Elizabeth was living in an age in which there were many restrictions placed on women. She had to live by her wits or even physically battle for her rights to manage her own property.

But her life under Queen Elizabeth does show that there were possibilities at least open to learned and elite women. Elizabeth I occasionally offered such protection and advancement to women in her court, fully understanding the inequalities women faced.

Lady Russell would not be so lucky under Elizabeth I’s successor, James I. He was less supportive and eventually took her castle away from her.

Q: Are there other historical figures you would compare to Elizabeth in terms of personality and character, and if so, who?

A: I would certainly compare her to powerful, politically minded, Renaissance women like Elizabeth I or even Bess of Hardwick.

Bess was, like Elizabeth Russell, a canny businesswoman who knew how to make investments and manage large estates and immersed herself in the political intrigues of the period.

Unlike Bess, however, who amassed a huge fortune as a result of her many marriages, Russell remained a widow most of her life. She did marry twice, but after the death of her second husband, she decided she loved her independence too much to take another husband, despite the fact that this meant that she was often without protection and had to fight all her own legal battles.

Elizabeth Russell and her sisters were among the most learned women in Europe, and often compared to the daughters of Sir Thomas More, who was an early pioneer in women’s education.

One contemporary described Russell’s childhood home as a “little university … in which the studies of women were thriving.” Elizabeth, like these female kindred spirits, was a real trailblazer!

Q: What are you working on now?

A: I’m working on a book about the men who put together Shakespeare’s First Folio.
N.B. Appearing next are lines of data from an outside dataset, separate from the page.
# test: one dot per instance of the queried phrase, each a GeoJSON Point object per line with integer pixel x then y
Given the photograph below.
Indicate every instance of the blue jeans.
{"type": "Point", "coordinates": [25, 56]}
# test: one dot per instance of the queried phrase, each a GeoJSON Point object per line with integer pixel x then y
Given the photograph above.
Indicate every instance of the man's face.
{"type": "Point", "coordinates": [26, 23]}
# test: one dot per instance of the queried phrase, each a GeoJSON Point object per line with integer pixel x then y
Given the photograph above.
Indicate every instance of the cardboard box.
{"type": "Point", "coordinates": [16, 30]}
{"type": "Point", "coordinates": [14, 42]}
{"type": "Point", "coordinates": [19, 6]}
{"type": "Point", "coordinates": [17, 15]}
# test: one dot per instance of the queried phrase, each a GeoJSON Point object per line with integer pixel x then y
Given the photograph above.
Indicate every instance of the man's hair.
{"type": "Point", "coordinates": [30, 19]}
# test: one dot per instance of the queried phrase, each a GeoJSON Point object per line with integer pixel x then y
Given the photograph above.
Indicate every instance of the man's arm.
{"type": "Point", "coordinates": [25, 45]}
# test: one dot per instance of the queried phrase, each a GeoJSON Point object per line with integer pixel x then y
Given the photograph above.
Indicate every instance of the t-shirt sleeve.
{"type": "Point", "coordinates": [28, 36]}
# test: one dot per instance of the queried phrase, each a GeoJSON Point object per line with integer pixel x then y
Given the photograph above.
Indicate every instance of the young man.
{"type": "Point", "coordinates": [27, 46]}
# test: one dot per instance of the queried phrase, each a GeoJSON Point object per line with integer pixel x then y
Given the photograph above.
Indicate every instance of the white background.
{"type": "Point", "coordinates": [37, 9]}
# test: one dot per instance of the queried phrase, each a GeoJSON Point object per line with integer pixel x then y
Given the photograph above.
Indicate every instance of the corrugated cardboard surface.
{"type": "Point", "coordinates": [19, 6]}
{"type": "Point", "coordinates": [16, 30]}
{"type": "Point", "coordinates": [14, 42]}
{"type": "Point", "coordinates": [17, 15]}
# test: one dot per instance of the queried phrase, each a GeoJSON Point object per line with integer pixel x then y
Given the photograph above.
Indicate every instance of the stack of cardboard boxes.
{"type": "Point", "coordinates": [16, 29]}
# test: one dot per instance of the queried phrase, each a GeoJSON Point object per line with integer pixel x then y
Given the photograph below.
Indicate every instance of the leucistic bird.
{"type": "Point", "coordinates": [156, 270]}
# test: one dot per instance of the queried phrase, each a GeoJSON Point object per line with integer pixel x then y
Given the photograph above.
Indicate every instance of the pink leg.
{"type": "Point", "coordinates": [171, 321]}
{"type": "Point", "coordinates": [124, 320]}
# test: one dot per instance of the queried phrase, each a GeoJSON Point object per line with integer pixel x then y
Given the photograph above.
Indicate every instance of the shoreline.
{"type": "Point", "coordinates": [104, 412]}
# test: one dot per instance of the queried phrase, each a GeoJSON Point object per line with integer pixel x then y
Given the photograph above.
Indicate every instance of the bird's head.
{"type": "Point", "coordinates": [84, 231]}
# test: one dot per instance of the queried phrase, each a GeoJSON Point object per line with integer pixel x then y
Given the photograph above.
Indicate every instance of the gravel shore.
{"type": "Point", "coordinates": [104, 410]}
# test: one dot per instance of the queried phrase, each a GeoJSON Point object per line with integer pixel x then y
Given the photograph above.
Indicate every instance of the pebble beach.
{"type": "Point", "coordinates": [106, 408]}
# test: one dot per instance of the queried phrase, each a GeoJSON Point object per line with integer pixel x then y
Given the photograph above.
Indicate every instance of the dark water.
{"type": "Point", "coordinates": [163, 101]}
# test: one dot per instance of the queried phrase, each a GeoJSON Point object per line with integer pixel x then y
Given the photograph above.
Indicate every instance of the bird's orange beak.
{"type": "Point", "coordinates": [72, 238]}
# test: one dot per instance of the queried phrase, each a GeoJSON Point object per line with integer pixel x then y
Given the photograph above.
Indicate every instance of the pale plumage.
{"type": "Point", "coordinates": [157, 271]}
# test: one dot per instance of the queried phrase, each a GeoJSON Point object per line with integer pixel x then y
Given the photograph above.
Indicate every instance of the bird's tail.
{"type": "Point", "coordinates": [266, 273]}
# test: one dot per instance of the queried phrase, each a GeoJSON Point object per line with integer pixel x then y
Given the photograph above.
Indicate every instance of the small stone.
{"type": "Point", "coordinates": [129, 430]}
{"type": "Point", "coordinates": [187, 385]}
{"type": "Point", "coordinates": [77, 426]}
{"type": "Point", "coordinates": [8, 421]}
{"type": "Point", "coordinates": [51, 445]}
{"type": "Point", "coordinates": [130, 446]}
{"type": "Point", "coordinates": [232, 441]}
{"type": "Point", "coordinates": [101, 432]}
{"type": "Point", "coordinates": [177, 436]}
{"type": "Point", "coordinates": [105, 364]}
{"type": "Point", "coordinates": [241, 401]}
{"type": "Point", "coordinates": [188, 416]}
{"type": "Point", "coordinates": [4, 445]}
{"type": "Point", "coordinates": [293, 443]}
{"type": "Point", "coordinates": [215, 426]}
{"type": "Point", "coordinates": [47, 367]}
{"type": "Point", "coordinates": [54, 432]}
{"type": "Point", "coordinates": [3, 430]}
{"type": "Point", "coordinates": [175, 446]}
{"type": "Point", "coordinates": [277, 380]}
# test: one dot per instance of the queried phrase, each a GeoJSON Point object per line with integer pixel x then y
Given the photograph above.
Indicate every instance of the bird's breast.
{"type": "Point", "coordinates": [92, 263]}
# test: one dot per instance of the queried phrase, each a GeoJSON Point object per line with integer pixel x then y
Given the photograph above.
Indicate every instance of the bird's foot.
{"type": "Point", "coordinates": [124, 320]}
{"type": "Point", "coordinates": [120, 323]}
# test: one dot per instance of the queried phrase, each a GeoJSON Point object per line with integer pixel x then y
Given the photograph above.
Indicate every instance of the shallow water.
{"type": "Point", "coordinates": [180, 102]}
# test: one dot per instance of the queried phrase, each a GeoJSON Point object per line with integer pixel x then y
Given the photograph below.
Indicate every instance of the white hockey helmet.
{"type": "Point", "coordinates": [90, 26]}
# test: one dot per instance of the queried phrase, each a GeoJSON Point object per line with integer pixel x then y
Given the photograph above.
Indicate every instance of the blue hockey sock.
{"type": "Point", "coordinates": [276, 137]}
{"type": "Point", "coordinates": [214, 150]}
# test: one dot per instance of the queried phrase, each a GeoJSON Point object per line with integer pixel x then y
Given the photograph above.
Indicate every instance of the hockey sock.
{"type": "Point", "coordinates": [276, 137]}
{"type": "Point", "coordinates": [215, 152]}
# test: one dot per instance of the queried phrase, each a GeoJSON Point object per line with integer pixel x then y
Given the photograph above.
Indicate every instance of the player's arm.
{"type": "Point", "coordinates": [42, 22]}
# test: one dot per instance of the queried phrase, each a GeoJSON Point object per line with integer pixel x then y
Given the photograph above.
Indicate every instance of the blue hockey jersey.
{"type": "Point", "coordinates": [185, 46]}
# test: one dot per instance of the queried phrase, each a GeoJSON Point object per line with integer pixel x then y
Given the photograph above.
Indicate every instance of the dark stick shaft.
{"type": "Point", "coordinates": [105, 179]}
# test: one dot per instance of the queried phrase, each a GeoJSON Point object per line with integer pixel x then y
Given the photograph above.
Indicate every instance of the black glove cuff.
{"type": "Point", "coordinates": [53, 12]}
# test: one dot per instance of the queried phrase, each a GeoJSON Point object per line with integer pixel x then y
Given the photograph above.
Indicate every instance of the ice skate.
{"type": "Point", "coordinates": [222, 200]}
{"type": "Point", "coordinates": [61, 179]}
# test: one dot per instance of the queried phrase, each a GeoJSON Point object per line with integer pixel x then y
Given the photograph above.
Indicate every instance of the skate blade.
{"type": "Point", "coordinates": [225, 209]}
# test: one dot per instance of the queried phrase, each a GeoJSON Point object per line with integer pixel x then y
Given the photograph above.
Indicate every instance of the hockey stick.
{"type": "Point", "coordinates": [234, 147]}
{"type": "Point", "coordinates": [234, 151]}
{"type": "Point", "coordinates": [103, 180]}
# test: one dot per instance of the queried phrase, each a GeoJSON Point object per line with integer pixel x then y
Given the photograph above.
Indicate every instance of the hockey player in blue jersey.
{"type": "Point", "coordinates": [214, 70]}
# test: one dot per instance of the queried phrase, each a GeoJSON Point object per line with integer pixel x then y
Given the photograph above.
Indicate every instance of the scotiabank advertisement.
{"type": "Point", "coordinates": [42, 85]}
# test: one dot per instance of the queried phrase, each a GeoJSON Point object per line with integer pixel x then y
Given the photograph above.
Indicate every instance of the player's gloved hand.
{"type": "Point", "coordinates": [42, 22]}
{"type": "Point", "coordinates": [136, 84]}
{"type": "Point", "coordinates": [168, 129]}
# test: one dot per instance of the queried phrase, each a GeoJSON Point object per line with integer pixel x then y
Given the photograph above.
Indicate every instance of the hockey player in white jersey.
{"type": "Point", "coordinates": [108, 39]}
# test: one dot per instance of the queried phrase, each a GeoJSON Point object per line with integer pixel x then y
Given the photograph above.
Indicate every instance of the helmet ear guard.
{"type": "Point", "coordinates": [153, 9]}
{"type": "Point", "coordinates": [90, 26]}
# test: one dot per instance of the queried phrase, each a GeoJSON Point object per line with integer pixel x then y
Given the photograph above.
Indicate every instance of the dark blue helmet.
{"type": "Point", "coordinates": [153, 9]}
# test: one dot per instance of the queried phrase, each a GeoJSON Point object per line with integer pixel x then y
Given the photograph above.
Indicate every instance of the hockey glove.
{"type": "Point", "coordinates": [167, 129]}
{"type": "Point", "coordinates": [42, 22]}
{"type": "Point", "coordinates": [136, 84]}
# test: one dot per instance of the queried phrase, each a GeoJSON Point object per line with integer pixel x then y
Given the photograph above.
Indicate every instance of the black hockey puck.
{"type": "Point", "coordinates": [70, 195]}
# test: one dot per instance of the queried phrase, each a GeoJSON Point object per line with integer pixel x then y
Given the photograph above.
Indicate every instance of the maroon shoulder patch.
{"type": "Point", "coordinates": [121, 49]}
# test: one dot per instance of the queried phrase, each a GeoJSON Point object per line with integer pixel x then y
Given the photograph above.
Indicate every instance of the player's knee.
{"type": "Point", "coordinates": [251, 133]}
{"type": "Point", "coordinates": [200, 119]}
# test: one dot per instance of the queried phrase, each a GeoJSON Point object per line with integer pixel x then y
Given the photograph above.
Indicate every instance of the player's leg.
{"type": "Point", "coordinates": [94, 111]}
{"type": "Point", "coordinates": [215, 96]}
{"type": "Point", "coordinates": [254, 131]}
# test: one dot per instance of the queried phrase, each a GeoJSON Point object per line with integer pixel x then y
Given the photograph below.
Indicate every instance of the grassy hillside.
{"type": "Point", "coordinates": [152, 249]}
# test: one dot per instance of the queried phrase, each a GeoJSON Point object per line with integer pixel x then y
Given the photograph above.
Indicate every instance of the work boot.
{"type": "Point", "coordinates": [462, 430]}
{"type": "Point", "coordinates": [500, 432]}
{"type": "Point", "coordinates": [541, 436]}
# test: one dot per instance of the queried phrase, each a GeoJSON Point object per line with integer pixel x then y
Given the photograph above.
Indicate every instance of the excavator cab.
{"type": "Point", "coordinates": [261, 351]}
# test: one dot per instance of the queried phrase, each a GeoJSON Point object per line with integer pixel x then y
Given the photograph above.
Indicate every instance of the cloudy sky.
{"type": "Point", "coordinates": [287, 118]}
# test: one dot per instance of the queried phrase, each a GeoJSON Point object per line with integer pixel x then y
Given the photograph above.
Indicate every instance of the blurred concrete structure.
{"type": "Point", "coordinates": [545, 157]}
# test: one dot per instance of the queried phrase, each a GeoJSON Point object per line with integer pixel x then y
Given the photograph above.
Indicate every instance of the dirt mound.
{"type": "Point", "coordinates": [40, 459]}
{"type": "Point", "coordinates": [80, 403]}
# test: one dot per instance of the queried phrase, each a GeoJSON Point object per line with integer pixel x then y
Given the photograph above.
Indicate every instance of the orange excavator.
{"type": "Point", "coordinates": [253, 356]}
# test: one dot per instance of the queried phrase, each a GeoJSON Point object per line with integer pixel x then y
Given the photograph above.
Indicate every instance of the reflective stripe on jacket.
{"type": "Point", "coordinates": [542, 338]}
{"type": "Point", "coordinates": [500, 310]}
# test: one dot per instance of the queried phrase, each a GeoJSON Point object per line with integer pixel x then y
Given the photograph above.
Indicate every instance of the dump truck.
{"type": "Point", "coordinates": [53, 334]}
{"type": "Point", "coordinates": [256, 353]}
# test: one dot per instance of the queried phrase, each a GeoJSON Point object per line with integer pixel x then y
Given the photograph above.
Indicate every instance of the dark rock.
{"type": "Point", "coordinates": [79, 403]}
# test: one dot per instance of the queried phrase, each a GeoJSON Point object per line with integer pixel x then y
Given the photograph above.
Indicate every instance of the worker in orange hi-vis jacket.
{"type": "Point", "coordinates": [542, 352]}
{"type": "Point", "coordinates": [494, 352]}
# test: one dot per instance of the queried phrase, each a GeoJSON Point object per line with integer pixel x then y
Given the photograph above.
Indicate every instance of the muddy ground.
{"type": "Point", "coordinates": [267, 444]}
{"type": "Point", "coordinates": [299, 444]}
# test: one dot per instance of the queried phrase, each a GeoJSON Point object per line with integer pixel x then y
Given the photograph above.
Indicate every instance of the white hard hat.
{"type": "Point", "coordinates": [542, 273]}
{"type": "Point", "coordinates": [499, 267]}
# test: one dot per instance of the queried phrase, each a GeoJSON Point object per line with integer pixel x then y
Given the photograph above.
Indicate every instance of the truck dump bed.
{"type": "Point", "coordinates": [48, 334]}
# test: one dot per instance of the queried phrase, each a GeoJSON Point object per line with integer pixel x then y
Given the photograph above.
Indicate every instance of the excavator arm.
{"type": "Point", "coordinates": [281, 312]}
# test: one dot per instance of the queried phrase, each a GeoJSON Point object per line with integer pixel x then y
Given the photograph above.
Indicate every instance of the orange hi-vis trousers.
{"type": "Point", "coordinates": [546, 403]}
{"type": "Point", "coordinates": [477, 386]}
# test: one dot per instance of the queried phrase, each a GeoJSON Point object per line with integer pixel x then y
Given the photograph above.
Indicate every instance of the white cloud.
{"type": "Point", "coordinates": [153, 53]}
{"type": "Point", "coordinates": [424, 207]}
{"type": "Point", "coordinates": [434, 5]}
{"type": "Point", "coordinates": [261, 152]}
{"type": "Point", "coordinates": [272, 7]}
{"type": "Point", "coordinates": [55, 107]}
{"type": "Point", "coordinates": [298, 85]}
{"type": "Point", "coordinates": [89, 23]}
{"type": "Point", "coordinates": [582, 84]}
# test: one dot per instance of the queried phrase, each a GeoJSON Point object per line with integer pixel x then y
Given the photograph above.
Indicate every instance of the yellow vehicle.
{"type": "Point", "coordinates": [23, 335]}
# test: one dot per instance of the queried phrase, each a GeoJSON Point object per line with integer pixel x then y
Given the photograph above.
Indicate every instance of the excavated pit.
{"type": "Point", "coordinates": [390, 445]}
This was the first edition of his collected plays, published in 1623.

Thanks to his friends and fellow-actors, and the dedicated printer-publishers, who backed the volume, half of Shakespeare’s plays (which don’t survive in any other early editions) have been saved from oblivion.

We owe them a great deal. Without them, Shakespeare would simply not be the Shakespeare we know and love today.

Q: Anything else we should know?

A: One of the mysteries I grappled with in Shakespeare and the Countess was the fact that Shakespeare’s own patron and publisher both joined Lady Russell in her rebellion against the players.

I found an unexpected tale of betrayal at the heart of this segment of theatrical history and it was fun to research! I enjoyed being a history detective as I teased out the threads of the story that explained why they agreed to stab Shakespeare in the back.

I also learned just how much Shakespeare’s career was influenced by the political upheavals of the time. The “wars of religion” which were taking place across Europe (and which would involve Lady Russell herself) had a direct impact on the character and radicalism of the community, which would eventually back Elizabeth’s move to bring the curtain down on the Blackfriars Theatre.